10 nov. 2014

Descripción colonial de algunas poblaciones merideñas. Parte II

Acequias: 

“El Curato del pueblo de Acequias cerca de Mérida tierra
templada con su iglesia, y su ordinario ornamento produce mucho trigo, maíz, turmas, havas, arvejas, repollos, y demás frutos de la tierra fría. Tendrá cien indios, y cincuenta vecinos blancos pobres, temperamento sano (...) para los meridianos es apreciable, y tienen bastante ganado” (De Oviedo, Basilio Vicente, Pensamientos y noticias escogidas para utilidad de Curas del Nuevo Reino de Granada, 1761).

Bailadores: 

“El domingo 23 salimos de Porquera, y llegamos al pequeño pueblo de indios de Bailadores (...) en la cumbre que llaman el Portachuelo corre el aire algo frío, y desde allí se baja por un monte de selva clara hasta que se sale a unas bellas fértiles lomas que estaban sembradas de trigo, maíz y cebada (...). Y cerca del pueblo encontramos, un muchacho que llevaba una de aquellas raíces que en la América Española llaman yuca (...), esta población que aseguran fue numerosa consiste en 10 o 12 vecinos indios de gente educada en buena policía, porque solo hablan la lengua castellana, que es común en todo este Reino” (Viaje muy puntual y curioso que hace por tierra don Miguel de Santiesteban desde Lima hasta Caracas en 1740 y 1741). 

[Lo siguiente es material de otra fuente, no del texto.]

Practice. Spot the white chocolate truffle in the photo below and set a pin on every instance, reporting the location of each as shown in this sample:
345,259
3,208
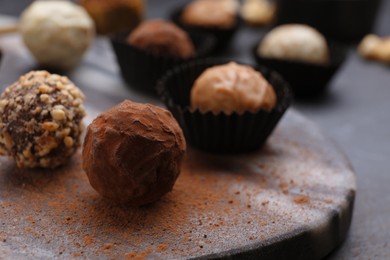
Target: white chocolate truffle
295,42
57,32
258,12
232,88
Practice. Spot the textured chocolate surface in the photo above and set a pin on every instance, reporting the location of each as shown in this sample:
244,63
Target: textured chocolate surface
41,120
133,152
293,199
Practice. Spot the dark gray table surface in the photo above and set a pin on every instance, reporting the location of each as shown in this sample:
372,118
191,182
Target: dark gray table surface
355,113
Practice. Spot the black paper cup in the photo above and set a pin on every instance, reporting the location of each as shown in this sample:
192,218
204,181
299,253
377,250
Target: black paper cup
141,69
307,80
223,35
222,134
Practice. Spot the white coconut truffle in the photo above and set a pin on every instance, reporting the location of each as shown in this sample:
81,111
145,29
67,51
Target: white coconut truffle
57,32
295,42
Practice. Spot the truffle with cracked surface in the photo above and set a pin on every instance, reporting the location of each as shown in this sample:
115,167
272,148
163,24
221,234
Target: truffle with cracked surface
41,120
132,153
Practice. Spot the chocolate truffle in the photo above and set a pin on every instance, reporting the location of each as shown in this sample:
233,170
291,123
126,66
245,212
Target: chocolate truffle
375,48
57,33
41,120
162,38
133,152
213,14
232,88
112,16
295,42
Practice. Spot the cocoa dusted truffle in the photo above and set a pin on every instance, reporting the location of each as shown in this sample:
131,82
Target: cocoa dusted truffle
232,88
41,120
132,153
162,38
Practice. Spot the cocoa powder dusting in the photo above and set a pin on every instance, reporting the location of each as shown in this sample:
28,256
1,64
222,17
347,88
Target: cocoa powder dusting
218,203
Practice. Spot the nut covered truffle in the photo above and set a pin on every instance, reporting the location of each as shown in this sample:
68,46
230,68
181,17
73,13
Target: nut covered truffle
57,32
162,38
41,120
232,88
295,42
132,153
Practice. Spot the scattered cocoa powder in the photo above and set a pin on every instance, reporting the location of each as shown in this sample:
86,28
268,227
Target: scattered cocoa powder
300,199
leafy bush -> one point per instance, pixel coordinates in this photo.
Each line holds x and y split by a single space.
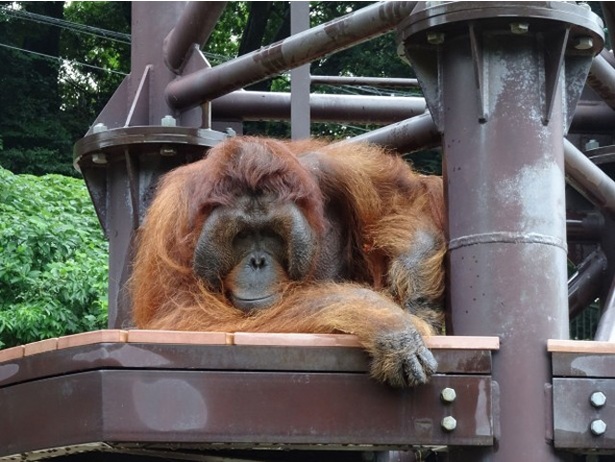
53 259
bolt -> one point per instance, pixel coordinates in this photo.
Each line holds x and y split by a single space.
99 127
598 427
519 28
168 121
584 43
99 158
449 423
598 399
448 395
592 144
584 5
167 151
435 38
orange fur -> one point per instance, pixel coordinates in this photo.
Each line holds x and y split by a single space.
385 205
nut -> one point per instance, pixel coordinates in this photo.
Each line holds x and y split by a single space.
168 121
99 127
598 427
519 28
449 423
584 43
435 38
597 399
99 158
448 395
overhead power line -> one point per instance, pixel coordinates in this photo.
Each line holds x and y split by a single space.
83 28
59 59
73 26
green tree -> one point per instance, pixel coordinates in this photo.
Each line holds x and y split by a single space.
53 259
46 102
34 138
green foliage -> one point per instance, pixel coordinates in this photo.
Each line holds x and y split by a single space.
53 259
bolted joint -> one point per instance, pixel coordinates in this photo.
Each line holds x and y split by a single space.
168 151
99 158
99 128
449 423
435 38
448 395
598 427
597 399
584 43
168 121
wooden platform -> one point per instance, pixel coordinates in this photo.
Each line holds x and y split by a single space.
181 395
174 393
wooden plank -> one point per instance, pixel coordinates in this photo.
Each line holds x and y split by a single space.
13 353
42 346
178 337
89 338
273 339
435 342
580 346
458 342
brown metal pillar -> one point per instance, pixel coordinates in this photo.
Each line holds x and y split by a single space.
501 80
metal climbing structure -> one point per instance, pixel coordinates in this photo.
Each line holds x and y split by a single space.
521 97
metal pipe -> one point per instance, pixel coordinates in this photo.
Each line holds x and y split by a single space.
608 15
584 286
253 105
300 77
367 81
409 135
339 34
601 78
505 189
588 179
587 228
195 25
606 325
593 117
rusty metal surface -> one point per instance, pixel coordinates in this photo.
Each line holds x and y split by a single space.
409 135
208 357
194 26
601 78
606 327
583 365
588 179
580 424
253 105
479 64
264 409
336 35
584 286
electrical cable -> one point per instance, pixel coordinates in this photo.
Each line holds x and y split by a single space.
60 59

“En la jurisdicción de la Grita estaba un pueblo de indios llamado Bailadores, que era de la religión de San Francisco (...) Es tierra templada, y sana, y tiene buenas aguas, y produce de todos frutos de tierra caliente, cacao, caña dulce, tabaco, maíz, yucas y otros frutos, y frutas, pero con la pensión de dichos indios gentiles, tiene una iglesia ornamentada y pobre. Está cercano a la Grita como una jornada tendrá cien vecinos, y rentará a su párroco cuatrocientos pesos (...)” (De Oviedo, Basilio Vicente, ob.cit)

Ejido:

“El viernes 28 (...) llegamos al lugar que llaman la Parroquia del Ejido, porque está al principio de una pradería, en que tiene su situación la ciudad de Mérida (...) encontramos muchas familias de Mérida, que habían venido a las fiestas de San Buena Ventura que es el patrón (...), nos detuvimos a instancia de don Andrés de Abreu (...), que nos encontró y con generosa urbanidad nos convidó a comer” (Viaje muy puntual y curioso...). 

“A tres leguas de la ciudad de Mérida, a la banda de Santa Fe, o Pamplona, que es a la del Norte está el Curato de la parroquia del Ejido con buena iglesia, y bien ornamentada. Puede tener quinientos vecinos. Es su temperamento cálido, pero ameno y sano con todos frutos de tierra cálida, cacao muchos trapiches de caña, y su principal trato, muchos dulces, azúcares, conservas, y panelas, que llaman melotes, que conducen a Maracaibo. Produce algodón, yucas, plátanos y demás frutos de tierra caliente” (De Oviedo, Basilio Vicente, ob. cit). 

El Morro: 

“El Curato del pueblo del Morro en el valle de Acequias con su iglesia proporcionadamente decente, produce mucho trigo en sus laderas, y maíz, y demás frutos de tierra fría, y tiene bastante ganado vacuno, y cabrío, y ovejuno. Tendrá ochenta indios, y cuarenta vecinos. Rentará a su párroco quinientos pesos, como sus vecinos Acequias y Mucuño. Es tierra fría, y sana (...)” (De Oviedo, Basilio Vicente, ob.cit)

Estanques: 

“El martes 25 (...) llegamos a las 5 de la tarde al sitio de la Sabaneta de Estanques (...): en este sitio que es una pradería (...) que está a la boca de esta selva pusimos nuestras tiendas para pasar la noche (...), y pudiéramos haberlas excusado porque teníamos a distancia de media legua bastante caserías, pero quisieron los arrieros aprovecharse del pasto para sus mulas (...), a tres cuartos de legua está la hacienda de Estanques en que se cogen cada año 150 cargas de cacao (...)” (Viaje muy puntual y curioso...). 

“La hacienda de los Estanques, que es muy cuantiosa (...), produce muchísimo cacao, y de todos frutos de tierra caliente, y tiene buenos trapiches, tiene muy linda capilla con órgano, y muy bien ornamentada. Valía treinta mil pesos, y tenía más de ciento y cincuenta esclavos”. (De Oviedo, Basilio Vicente, ob. cit).